From the plane I see some fires in the hills leading north from Guatemala City and a color spectrum of brown. It’s the dry season and hasn’t rained for 5 months in most places. It is the time of fires in this land, and perhaps too in hearts. The sufis use fire to symbolize the burning away of the ego through love. If not in this land of volcanoes and violence (two gunned the night before last in Antigua where I am staying) where else might I embrace the love that reaches out to embrace me and burn away my sense of independence from a beauty that hurts? If not now, when?
Yesterday I walked around Antigua and it is a strange mix of Western and Mayan civilizations. There are so many tourists here and so many adorned in traditional Mayan dress with faces sculpted from the years populating this land as their ancestors moved south from the Bering Ice Bridge. One Mayan woman, curled up on the sidewalk, had a begging tin cup placed in front of her, and she in front of a colonial church in ruins.

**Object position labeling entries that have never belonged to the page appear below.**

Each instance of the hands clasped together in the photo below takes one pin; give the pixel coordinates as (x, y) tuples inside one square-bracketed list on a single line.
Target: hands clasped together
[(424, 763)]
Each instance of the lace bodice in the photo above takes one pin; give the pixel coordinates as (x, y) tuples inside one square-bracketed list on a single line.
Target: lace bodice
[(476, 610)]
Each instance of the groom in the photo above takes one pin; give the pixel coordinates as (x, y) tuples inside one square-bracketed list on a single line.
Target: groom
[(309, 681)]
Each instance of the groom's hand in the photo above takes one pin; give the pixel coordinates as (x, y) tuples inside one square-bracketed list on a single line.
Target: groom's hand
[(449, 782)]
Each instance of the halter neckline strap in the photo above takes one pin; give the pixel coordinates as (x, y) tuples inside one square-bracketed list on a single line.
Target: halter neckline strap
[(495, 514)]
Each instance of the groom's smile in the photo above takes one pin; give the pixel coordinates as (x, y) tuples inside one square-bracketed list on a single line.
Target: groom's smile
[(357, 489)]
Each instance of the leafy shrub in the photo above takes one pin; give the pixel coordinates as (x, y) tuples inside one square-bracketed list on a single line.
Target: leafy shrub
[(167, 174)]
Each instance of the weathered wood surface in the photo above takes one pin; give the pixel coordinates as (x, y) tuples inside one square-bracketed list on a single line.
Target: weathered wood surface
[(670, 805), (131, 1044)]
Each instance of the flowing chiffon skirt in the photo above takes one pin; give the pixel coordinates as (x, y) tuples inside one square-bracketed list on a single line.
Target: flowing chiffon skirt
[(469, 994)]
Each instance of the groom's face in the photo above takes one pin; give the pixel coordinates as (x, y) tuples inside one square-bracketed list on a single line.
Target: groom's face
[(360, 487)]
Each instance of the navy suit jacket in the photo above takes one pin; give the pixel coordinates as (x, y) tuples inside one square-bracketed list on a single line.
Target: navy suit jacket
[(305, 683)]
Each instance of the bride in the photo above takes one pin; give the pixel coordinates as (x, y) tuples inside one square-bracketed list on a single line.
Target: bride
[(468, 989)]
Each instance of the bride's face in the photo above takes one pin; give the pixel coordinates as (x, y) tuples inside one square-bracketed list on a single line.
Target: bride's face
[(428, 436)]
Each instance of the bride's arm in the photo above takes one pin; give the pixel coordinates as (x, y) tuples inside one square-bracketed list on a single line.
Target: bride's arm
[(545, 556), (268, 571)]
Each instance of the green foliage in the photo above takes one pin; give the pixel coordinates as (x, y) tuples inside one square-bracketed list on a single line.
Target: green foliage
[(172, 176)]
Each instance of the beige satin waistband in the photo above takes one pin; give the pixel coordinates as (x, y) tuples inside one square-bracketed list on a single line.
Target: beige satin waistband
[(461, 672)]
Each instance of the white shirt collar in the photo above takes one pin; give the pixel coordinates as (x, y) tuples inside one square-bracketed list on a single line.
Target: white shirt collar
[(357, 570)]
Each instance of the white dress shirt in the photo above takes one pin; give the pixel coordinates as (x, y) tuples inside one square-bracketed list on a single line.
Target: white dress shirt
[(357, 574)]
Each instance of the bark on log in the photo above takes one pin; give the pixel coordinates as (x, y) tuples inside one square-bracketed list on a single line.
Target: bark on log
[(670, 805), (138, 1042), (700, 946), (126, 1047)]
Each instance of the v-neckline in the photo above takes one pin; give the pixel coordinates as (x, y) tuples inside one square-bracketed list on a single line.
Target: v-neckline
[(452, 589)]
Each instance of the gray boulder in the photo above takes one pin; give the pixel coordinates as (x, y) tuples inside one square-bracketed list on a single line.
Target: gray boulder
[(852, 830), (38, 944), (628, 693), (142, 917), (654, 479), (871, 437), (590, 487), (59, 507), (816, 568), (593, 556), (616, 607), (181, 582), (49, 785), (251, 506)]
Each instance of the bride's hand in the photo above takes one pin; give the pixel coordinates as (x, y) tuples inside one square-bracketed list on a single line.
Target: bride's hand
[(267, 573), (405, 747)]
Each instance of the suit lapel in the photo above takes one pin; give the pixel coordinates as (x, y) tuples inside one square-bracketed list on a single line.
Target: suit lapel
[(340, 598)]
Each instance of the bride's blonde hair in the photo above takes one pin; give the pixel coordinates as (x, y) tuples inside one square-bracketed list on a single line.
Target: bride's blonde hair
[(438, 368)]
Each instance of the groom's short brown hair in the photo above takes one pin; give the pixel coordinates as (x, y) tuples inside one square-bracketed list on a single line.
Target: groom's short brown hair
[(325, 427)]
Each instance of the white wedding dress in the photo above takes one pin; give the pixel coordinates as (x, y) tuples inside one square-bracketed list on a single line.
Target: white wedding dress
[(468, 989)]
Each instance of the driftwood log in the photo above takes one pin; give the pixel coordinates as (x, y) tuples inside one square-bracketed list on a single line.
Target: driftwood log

I could not tell if she was blind, for she looked down and away from the crowds passing her by. Her cup was empty and my pockets were full of carefully guarded dollars, quetzales, recent purchases, and my passport. Somewhere in that depth of attachments I found a handful of coins to give to her and then I noted the white/brown feather placed beside her cup. Besides identifying it as a secondary wing feather from a red domestic rock dove I wondered what the feather was doing there? Did the woman place it there as a sign of beauty to draw in doners? Did some bird chance to fly over and drop it there, a seemingly random gift offering only available to those with eyes to see? Or did some one passing by offer beauty to this withdrawn and life-beaten woman, and to those of us curled up into our own affairs, spiraling in search of control as we beat out a path of meaning to the senseless tragedy around us?
The feather asks, what does the world mean to you and what does it expect of you?